En 1972, environ 60 millions de vélos étaient en circulation en 1972: on assistait à un véritable boom de la bicyclette. Une tendance favorisée par la prise de conscience des enjeux environnementaux, une crise énergétique nationale et la popularité croissante de l'activité physique, rappelle un article retraçant l'histoire de l'obligation du port du casque, publié en août 2020 par l'American Journal of Public Health.

Même si le casque n'est pas encore le principal emblème de la sécurité à vélo, sa conception évolue. Il devient plus léger, grâce au polyéthylène téréphtalate (ou PET, également présent dans les bouteilles de soda ou les barquettes en plastique) et à d'autres plastiques nouveaux, fins mais résistants. Des sangles en nylon et des boucles en plastique permettent quant à elles de maintenir le tout en place.
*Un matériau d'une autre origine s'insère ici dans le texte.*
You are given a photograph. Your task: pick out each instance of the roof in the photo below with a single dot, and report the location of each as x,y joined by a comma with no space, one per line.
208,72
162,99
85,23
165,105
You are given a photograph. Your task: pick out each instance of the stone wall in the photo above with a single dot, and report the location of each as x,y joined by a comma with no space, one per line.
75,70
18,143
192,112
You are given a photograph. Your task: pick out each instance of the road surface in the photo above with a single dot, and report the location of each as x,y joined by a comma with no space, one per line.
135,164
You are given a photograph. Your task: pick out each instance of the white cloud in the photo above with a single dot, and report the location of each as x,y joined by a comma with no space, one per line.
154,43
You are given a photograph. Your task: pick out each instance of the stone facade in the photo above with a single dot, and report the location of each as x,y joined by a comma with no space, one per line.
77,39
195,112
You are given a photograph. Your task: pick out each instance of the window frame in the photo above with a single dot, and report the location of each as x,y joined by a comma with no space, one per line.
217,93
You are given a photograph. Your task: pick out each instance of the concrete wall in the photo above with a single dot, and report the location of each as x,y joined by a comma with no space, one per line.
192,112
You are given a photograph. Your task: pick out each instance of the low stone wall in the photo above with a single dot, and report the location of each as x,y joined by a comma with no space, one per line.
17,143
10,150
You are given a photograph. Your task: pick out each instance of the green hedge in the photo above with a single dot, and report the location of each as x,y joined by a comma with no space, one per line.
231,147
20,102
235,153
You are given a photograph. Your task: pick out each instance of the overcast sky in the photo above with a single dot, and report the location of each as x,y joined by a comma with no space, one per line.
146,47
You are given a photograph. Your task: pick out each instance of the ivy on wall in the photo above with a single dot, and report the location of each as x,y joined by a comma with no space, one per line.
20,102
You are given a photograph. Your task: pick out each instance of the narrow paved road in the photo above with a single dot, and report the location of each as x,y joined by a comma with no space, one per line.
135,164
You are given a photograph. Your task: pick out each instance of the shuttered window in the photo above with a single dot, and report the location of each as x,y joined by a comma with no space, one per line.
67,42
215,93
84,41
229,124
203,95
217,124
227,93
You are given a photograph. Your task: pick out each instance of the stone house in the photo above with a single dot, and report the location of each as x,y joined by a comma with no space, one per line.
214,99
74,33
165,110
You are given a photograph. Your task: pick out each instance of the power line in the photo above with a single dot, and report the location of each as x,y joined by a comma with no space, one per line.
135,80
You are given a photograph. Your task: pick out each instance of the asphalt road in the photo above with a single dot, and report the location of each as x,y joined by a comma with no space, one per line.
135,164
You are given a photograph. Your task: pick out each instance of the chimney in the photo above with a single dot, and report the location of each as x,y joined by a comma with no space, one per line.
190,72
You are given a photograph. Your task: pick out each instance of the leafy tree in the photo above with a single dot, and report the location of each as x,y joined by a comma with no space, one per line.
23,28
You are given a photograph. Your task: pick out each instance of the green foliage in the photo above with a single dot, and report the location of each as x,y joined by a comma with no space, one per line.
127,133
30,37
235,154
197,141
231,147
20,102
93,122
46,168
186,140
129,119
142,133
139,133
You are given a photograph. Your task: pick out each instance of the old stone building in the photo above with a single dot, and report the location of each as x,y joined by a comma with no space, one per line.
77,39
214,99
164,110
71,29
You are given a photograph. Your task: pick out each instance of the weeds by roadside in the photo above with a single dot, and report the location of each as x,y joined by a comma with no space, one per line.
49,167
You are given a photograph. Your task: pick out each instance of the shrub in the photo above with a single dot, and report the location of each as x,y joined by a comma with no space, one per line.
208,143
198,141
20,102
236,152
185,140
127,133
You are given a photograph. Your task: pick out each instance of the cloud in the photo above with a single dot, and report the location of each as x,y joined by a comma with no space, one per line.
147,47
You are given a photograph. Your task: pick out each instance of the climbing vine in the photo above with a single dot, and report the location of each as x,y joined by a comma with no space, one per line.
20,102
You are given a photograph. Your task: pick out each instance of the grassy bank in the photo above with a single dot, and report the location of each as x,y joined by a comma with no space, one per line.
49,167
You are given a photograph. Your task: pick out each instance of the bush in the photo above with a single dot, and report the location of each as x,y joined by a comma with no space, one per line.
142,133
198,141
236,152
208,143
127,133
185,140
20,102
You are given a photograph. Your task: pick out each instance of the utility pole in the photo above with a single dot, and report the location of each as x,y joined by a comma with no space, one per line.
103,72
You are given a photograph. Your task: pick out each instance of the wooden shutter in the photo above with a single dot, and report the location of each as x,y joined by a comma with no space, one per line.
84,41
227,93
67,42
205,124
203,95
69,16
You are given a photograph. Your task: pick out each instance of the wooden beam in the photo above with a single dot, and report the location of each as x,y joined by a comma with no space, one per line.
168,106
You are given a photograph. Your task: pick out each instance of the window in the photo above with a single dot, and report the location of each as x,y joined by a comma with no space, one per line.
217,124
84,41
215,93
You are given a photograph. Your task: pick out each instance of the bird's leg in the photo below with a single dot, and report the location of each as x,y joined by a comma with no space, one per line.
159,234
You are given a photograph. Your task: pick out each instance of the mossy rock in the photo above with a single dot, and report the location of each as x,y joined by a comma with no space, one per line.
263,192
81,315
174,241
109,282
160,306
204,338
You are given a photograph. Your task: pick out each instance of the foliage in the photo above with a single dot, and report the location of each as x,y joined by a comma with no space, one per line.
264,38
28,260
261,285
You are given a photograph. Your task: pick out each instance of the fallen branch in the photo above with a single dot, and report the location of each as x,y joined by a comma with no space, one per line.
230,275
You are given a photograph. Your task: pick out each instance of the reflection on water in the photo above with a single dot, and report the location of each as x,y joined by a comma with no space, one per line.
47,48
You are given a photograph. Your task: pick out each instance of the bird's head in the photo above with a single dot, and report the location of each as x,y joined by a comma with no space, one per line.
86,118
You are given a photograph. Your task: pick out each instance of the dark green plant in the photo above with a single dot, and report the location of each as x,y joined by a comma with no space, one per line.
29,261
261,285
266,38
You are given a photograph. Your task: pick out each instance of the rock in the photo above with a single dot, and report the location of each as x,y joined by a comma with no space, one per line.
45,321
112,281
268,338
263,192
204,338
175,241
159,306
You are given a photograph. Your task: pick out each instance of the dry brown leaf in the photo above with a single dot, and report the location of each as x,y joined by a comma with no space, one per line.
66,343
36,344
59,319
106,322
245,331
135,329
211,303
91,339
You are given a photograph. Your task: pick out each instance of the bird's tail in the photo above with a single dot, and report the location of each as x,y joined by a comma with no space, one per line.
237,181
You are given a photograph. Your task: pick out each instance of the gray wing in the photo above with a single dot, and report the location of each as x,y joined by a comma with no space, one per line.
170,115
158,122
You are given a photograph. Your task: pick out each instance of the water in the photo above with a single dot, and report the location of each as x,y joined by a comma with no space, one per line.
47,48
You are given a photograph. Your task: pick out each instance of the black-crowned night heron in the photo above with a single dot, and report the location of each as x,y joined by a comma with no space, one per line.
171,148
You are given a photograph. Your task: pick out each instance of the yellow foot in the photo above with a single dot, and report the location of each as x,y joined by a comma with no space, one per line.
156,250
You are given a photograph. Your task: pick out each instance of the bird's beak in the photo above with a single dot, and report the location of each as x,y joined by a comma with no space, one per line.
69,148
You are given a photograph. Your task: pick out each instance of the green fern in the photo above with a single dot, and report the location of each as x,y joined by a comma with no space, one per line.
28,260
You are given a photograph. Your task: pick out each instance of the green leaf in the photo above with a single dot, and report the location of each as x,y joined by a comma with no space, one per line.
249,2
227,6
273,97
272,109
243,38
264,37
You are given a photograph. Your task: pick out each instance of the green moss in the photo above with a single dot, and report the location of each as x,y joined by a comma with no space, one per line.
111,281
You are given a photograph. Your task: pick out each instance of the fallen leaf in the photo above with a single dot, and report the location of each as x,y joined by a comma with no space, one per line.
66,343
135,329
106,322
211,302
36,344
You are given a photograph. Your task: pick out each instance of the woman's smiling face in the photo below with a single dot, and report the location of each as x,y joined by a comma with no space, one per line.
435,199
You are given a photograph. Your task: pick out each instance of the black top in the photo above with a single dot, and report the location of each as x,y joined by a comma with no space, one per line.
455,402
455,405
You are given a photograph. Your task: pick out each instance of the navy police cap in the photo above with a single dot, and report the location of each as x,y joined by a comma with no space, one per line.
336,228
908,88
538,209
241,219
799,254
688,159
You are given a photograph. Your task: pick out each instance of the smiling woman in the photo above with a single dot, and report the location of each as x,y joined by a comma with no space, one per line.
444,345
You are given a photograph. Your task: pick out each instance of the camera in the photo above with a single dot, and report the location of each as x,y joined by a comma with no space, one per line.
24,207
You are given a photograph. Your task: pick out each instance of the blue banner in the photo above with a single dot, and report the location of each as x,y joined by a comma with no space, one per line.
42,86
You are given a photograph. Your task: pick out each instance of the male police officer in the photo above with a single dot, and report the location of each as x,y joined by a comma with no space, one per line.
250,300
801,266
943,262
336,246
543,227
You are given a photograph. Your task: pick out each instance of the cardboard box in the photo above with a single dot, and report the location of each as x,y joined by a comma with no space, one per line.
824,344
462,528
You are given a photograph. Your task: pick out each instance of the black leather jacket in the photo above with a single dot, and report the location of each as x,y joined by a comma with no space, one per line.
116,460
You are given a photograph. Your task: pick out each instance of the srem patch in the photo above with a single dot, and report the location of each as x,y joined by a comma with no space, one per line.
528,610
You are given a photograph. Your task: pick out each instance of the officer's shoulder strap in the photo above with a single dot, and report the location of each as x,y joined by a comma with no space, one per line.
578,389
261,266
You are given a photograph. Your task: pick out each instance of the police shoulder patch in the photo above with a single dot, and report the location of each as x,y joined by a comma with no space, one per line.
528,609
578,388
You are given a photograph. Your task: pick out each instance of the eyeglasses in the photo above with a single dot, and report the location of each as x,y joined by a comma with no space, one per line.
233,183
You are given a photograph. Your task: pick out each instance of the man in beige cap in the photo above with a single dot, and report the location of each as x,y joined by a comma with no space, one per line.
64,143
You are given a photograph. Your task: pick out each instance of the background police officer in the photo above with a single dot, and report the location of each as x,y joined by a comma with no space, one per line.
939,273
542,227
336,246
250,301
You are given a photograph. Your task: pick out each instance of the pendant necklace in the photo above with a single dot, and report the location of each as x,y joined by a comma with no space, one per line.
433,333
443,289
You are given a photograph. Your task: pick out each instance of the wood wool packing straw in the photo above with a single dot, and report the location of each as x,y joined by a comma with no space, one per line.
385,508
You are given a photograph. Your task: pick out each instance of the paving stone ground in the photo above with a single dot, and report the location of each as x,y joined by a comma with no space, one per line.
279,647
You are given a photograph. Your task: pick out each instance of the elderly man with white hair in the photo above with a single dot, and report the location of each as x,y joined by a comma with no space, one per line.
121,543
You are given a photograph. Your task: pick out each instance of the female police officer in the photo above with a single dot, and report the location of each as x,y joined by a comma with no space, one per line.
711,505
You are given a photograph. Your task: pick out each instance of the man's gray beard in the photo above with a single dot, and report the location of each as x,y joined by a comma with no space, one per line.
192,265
«L'énergie doit aller quelque part:
ce sera votre tête ou votre casque.»
Steve Rowson, ingénieur en biomécanique

Peu de temps après, en raison de l'inquiétude suscitée par les traumatismes crâniens chez les enfants pratiquant le vélo, les juridictions du pays ont commencé à appliquer les premières lois sur le port obligatoire du casque pour les mineurs. Dans les années 1980, les partisans du cyclisme, les médias et la littérature médicale l'ont également encouragé.

«Je suis en vie aujourd'hui parce que je portais un casque», déclarait ainsi au New York Times, en 1986, le coordinateur des cyclistes de l'État de New York, en évoquant sa collision avec un taxi quelques années auparavant. En 1999, la Commission américaine de surveillance des produits de consommation votait à l'unanimité en faveur de la création de normes de sécurité fédérales obligatoires pour les casques de vélo.

Ces normes exigent des fabricants qu'ils évaluent les performances de leurs produits en faisant tomber une tête de mannequin en magnésium, chapeautée d'un casque, d'une hauteur d'environ 2 mètres sur diverses enclumes en acier. Des accéléromètres et des gyroscopes placés à l'intérieur du mannequin mesurent l'énergie cinétique de l'impact. Le test dure moins de deux secondes au total; l'impact lui-même se produit en un tiers du temps qu'il faut pour cligner des yeux.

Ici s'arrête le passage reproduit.